1.6.2 Installing the Client Software

To provide access to a Hadoop cluster to R users, install these components on a Linux server:

Hadoop Client to allow access to the Hadoop cluster

For Oracle Big Data Appliance, see the Oracle Big Data Appliance Software User's Guide for detailed instructions on setting up remote client access.
Java Virtual Machine, preferably Java HotSpot Virtual Machine 6
R distribution 2.13.2
ORHC R package

Follow the steps for installing ORHC in "Installing the Server Software".
Oracle R Enterprise libraries (optional).

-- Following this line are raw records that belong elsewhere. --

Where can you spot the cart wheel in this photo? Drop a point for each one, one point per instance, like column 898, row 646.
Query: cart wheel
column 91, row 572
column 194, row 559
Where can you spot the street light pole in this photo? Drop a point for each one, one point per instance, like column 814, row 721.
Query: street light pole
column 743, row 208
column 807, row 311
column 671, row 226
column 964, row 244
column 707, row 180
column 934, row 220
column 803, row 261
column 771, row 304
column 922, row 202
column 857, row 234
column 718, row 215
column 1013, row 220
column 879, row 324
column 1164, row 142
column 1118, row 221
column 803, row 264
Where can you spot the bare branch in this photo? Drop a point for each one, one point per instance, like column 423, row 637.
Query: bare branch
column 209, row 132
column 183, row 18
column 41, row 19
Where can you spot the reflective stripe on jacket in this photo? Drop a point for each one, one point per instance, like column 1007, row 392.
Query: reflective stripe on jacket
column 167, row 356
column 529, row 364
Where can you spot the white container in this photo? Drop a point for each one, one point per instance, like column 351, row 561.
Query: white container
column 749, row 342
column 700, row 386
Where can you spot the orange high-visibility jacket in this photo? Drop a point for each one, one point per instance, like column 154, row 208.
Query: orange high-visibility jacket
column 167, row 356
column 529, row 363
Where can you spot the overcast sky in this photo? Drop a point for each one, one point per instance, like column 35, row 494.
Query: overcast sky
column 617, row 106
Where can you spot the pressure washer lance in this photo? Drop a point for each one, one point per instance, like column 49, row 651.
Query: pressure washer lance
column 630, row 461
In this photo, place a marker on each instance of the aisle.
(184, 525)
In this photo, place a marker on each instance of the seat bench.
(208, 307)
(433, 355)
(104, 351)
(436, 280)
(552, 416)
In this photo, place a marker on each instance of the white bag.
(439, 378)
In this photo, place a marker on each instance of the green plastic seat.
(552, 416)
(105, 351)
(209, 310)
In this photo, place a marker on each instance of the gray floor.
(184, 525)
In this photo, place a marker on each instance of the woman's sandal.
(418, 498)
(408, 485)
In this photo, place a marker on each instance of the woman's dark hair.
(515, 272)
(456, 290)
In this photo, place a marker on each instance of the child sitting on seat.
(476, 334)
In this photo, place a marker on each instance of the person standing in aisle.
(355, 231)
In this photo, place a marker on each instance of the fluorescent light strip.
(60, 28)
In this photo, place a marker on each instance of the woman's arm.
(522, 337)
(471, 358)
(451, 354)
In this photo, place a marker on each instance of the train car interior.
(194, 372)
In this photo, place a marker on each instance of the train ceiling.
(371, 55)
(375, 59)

They support access to Oracle Database; otherwise, Oracle R Connector for Hadoop operates only with in-memory R objects and local data files without access to the advanced statistical algorithms provided by Oracle R Enterprise. For example:
```
library(DBI)
library(ROracle)
library(OREbase)
library(OREeda)
library(OREgraphics)
library(OREstats)
library(RToXmp)
```

When you are done, ensure that users have the necessary permissions to connect to the Linux server and run R.